Low pressure injection crack repair begins with the surface sealing of the crack and the placement of the surface ports along the crack opening. The best material for this is epoxy pastes. Epoxies bond very effectively on to clean, dry roughened concrete surfaces. This is accomplished by scraping the crack area with a wire brush. This is followed by the placement of the surface ports as far apart as the wall is thick.

There are several epoxy pastes (such as E901) which harden in under three hours in a thin film such as done in surface sealing (1/8” or less on the average). Only a mercaptan based epoxy (such as E301) however, can harden in less than 30 minutes and be ready for injection. This is true even in cold weather. While this type of epoxy is preferred when expediency is important (such as in individual cracks less that 20 feet in length), these products require ventilation because of an undesirable odor before mixing. For most do-it-yourself individuals, E901 works best.

Polyurethane elastomeric foams work best for those applications involving only crack sealing (water proofing) and not structural repair. Along with their nature to be elastomeric and being able to move with slight concrete movement to keep a seal, Polyurethanes begin to harden and foam within minutes of injecting.

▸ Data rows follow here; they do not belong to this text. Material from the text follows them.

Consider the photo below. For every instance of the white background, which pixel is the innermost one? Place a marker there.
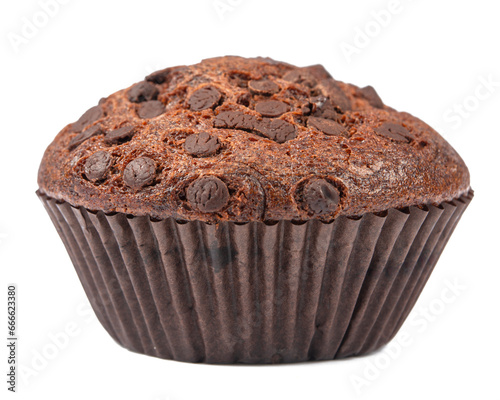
(425, 57)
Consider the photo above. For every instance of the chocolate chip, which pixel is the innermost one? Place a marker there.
(271, 108)
(263, 87)
(369, 93)
(235, 120)
(202, 144)
(302, 77)
(276, 129)
(206, 97)
(83, 136)
(120, 134)
(97, 166)
(208, 194)
(244, 99)
(327, 126)
(89, 116)
(321, 196)
(140, 172)
(336, 95)
(150, 109)
(143, 91)
(394, 132)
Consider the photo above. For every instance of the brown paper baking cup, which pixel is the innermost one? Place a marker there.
(253, 292)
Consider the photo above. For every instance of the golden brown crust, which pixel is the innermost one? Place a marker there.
(267, 130)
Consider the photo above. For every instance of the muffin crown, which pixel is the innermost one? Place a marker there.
(236, 139)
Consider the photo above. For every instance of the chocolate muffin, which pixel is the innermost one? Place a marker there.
(250, 211)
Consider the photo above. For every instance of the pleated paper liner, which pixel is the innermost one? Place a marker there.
(254, 293)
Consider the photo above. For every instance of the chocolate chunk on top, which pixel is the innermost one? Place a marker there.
(139, 173)
(395, 132)
(85, 135)
(150, 109)
(97, 166)
(143, 91)
(204, 98)
(321, 197)
(327, 126)
(271, 108)
(265, 87)
(208, 194)
(88, 117)
(272, 128)
(275, 149)
(120, 134)
(202, 144)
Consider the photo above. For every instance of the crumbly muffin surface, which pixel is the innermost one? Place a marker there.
(236, 139)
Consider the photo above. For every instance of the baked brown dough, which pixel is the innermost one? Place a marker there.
(237, 139)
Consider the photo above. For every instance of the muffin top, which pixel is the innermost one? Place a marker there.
(239, 139)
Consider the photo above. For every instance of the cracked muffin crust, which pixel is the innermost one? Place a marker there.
(236, 139)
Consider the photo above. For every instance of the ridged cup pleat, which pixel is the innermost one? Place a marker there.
(254, 292)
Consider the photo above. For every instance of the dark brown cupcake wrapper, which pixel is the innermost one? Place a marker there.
(254, 293)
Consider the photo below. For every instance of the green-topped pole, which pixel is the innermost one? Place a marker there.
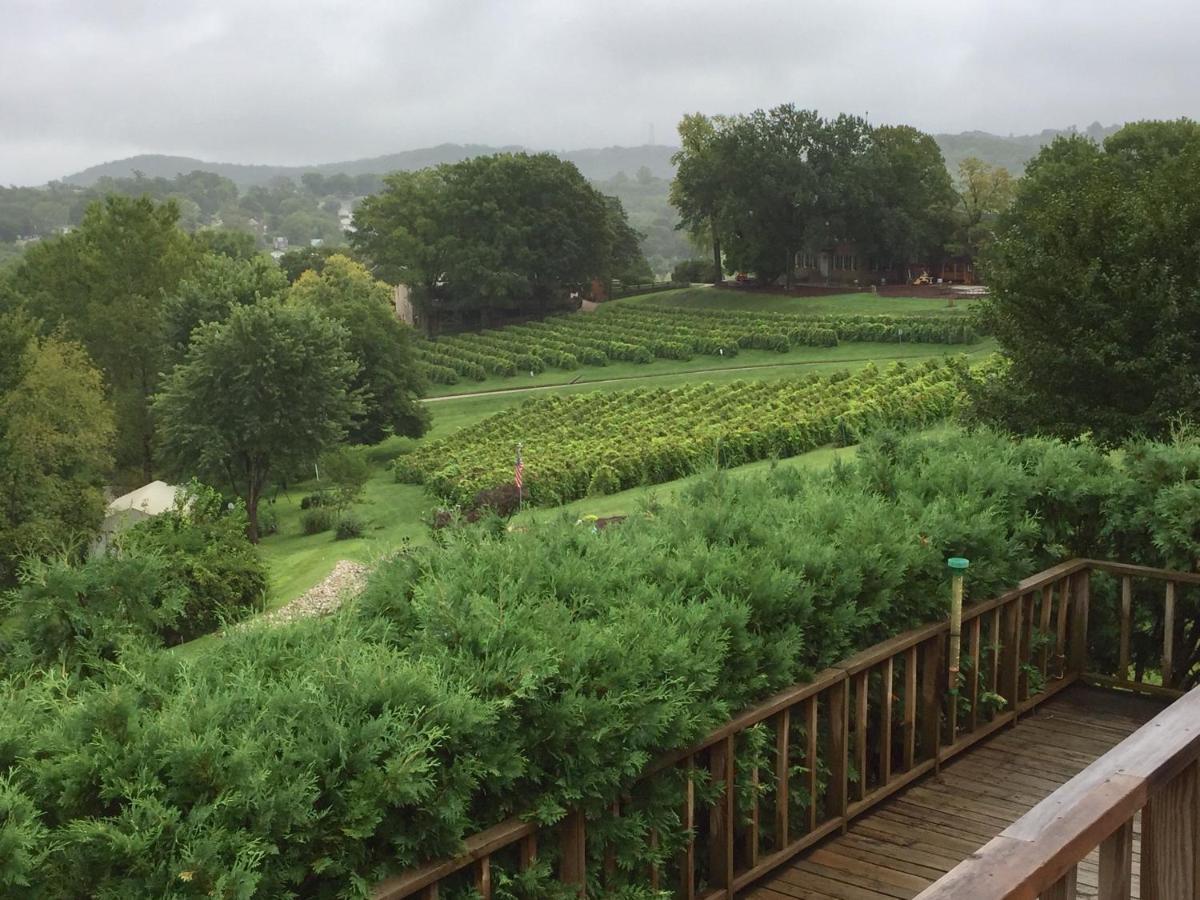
(958, 565)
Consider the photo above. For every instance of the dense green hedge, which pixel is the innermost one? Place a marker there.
(649, 436)
(535, 670)
(163, 581)
(639, 334)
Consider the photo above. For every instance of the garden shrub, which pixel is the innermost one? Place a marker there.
(318, 520)
(508, 673)
(349, 526)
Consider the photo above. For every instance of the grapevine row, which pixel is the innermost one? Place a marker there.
(605, 442)
(635, 334)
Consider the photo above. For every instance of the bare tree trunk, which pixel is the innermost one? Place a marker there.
(717, 255)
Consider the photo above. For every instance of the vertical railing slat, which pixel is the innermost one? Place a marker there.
(1061, 625)
(1169, 635)
(976, 637)
(1116, 864)
(1065, 888)
(484, 877)
(688, 822)
(839, 749)
(810, 756)
(751, 835)
(1080, 591)
(783, 777)
(1044, 630)
(910, 708)
(886, 699)
(931, 697)
(527, 852)
(574, 840)
(1170, 839)
(720, 817)
(862, 683)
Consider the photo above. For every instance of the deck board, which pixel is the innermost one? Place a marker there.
(898, 849)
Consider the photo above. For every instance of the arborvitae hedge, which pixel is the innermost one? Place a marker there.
(531, 671)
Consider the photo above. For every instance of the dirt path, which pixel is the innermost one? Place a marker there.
(556, 385)
(345, 582)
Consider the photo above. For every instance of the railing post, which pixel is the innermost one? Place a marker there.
(931, 699)
(1170, 839)
(574, 864)
(1116, 864)
(958, 565)
(720, 817)
(839, 748)
(1080, 601)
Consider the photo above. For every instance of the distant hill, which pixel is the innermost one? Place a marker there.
(599, 163)
(594, 163)
(1013, 151)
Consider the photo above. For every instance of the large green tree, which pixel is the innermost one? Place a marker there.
(55, 445)
(984, 192)
(493, 234)
(389, 381)
(697, 189)
(1096, 286)
(105, 283)
(213, 289)
(910, 197)
(264, 390)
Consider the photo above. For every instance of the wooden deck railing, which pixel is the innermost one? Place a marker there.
(1156, 772)
(856, 733)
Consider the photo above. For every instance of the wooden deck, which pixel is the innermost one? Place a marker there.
(907, 843)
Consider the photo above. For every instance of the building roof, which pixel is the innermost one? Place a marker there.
(154, 498)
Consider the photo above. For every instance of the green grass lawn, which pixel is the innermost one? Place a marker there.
(394, 513)
(397, 513)
(861, 304)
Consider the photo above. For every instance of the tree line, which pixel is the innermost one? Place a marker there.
(762, 186)
(133, 349)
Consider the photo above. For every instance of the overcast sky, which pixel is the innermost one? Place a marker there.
(300, 82)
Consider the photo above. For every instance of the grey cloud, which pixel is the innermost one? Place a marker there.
(313, 81)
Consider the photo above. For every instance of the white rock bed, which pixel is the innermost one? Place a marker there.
(346, 581)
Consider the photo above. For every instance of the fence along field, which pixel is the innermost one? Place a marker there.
(633, 334)
(600, 443)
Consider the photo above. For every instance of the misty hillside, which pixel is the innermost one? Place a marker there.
(595, 163)
(599, 165)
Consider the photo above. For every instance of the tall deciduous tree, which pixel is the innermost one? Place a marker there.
(1096, 286)
(389, 381)
(984, 192)
(910, 196)
(697, 187)
(105, 283)
(55, 445)
(264, 390)
(505, 233)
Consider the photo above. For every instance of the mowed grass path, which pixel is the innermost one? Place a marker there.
(396, 513)
(727, 299)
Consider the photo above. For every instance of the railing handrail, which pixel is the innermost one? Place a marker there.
(1038, 849)
(517, 828)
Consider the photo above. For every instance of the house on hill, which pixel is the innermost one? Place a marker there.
(129, 509)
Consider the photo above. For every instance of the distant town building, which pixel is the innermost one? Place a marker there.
(137, 505)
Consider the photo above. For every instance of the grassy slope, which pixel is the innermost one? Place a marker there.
(395, 513)
(859, 304)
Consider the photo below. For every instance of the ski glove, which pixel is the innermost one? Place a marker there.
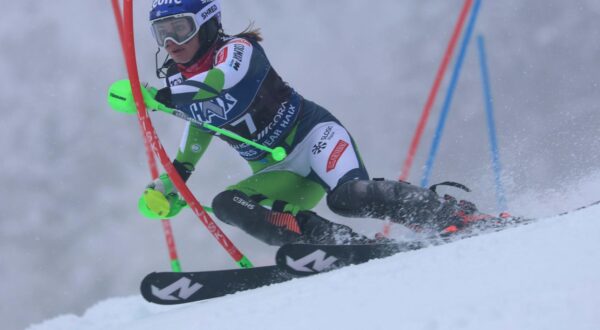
(160, 200)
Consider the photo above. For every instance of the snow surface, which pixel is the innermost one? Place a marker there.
(541, 276)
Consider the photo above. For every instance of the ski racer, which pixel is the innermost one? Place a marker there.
(228, 81)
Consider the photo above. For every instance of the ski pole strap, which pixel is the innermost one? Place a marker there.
(450, 184)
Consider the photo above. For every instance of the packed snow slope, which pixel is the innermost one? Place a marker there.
(541, 276)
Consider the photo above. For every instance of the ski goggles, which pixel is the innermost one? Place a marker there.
(177, 28)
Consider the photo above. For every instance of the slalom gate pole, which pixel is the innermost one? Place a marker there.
(448, 102)
(153, 140)
(439, 77)
(166, 224)
(489, 106)
(434, 90)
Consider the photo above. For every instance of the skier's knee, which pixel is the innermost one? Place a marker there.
(238, 209)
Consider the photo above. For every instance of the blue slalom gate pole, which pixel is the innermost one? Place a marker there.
(449, 96)
(489, 107)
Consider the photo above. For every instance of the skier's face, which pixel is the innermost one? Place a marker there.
(183, 53)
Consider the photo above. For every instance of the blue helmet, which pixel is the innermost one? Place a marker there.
(180, 20)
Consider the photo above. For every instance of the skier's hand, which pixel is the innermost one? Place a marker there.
(160, 200)
(120, 97)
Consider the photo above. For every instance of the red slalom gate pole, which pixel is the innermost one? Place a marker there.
(434, 90)
(431, 98)
(166, 224)
(153, 140)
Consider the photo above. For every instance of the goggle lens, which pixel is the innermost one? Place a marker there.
(178, 29)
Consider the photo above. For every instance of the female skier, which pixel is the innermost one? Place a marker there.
(228, 81)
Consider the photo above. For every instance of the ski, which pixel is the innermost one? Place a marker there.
(299, 260)
(170, 288)
(303, 259)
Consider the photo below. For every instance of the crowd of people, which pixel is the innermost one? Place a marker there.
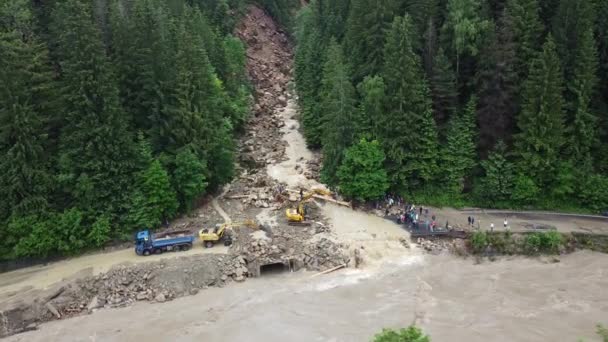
(418, 216)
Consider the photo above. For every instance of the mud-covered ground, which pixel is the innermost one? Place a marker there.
(452, 299)
(394, 285)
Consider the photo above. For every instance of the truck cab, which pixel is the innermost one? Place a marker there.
(146, 243)
(143, 243)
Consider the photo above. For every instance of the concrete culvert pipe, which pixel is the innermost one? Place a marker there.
(274, 268)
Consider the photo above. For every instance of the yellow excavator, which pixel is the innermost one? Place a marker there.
(297, 216)
(210, 237)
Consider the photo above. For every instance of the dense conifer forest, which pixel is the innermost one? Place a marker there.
(114, 115)
(494, 103)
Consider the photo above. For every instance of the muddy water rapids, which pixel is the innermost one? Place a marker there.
(451, 298)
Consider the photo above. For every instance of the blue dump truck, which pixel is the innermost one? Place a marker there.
(146, 243)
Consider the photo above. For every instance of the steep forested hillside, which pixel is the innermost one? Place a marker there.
(490, 102)
(114, 115)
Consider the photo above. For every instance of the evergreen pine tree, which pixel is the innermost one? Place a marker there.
(460, 154)
(188, 178)
(496, 86)
(195, 104)
(464, 27)
(443, 89)
(308, 73)
(541, 122)
(153, 200)
(140, 55)
(96, 148)
(25, 94)
(338, 105)
(572, 21)
(583, 132)
(522, 19)
(409, 134)
(601, 101)
(497, 182)
(365, 34)
(362, 175)
(371, 107)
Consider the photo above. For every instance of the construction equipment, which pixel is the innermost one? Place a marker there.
(210, 237)
(297, 216)
(147, 243)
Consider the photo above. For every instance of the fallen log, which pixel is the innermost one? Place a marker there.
(325, 198)
(329, 270)
(53, 310)
(237, 196)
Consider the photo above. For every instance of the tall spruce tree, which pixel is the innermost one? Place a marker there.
(409, 134)
(601, 102)
(140, 55)
(496, 185)
(464, 27)
(443, 89)
(365, 34)
(459, 154)
(571, 23)
(541, 122)
(583, 131)
(372, 92)
(25, 114)
(308, 74)
(522, 18)
(496, 86)
(96, 148)
(338, 105)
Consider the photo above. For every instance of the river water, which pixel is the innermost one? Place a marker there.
(452, 299)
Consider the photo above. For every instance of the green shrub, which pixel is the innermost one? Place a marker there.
(362, 175)
(532, 243)
(479, 241)
(411, 334)
(525, 191)
(550, 241)
(498, 242)
(100, 232)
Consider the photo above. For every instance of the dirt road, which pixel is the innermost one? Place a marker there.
(452, 299)
(519, 221)
(19, 282)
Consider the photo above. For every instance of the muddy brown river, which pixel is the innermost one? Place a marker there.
(452, 299)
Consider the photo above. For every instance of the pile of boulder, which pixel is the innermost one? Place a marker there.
(322, 254)
(236, 269)
(438, 246)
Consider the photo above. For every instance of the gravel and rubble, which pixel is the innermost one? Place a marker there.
(123, 285)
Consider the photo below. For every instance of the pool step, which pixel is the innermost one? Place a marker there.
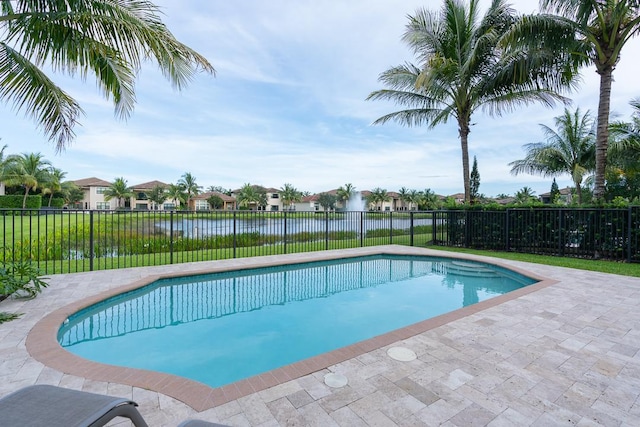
(469, 269)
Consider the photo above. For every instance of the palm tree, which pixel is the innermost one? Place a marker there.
(463, 68)
(327, 201)
(525, 195)
(109, 39)
(290, 195)
(157, 195)
(569, 149)
(623, 168)
(429, 199)
(176, 193)
(72, 193)
(29, 171)
(190, 187)
(413, 198)
(344, 193)
(377, 197)
(5, 161)
(118, 190)
(404, 197)
(248, 195)
(53, 183)
(593, 32)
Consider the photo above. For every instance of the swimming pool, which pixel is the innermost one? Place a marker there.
(222, 327)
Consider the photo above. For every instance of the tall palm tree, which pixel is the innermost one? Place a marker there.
(594, 32)
(109, 39)
(118, 190)
(29, 170)
(53, 183)
(190, 187)
(290, 195)
(462, 68)
(568, 149)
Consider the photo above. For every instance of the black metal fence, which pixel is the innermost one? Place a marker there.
(612, 234)
(65, 241)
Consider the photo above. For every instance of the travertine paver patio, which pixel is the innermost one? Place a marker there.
(565, 354)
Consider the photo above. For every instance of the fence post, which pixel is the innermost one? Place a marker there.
(411, 228)
(361, 228)
(91, 243)
(171, 237)
(507, 231)
(326, 230)
(285, 231)
(629, 234)
(561, 233)
(234, 233)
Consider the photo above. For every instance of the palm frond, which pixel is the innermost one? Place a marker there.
(24, 85)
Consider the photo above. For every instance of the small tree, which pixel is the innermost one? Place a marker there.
(158, 195)
(474, 181)
(554, 194)
(215, 202)
(327, 201)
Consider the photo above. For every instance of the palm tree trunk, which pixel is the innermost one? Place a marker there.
(602, 132)
(24, 199)
(463, 130)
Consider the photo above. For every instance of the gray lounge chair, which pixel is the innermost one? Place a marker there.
(49, 406)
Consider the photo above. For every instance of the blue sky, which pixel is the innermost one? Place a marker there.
(288, 106)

The rapid thickening and hardening of polyurethane foams permits the removal of the surface seal and ports within one to two hours of injection. It also reduces the chances of it flowing out of an injected crack while still in liquid form and, even if it is leaking out slowly, it still has the ability to foam to fill out the crack.

For those typical crack injection repairs of a non-structural nature, it is this report’s opinion that polyurethane foams (especially products like E102) work equally as effectively as epoxies as long as the foaming is kept to a minimum (two to three times its liquid volume). At this level the strength and elastomeric nature of the polyurethane is optimized, and the foaming process is best utilized (improves the bond by adding a mechanical nature to the chemical bond plus the foaming leads to faster hardening).

Low pressure injection of epoxies and polyurethane foams are a proven solution to the problems associated with many if not most concrete crack repair situations.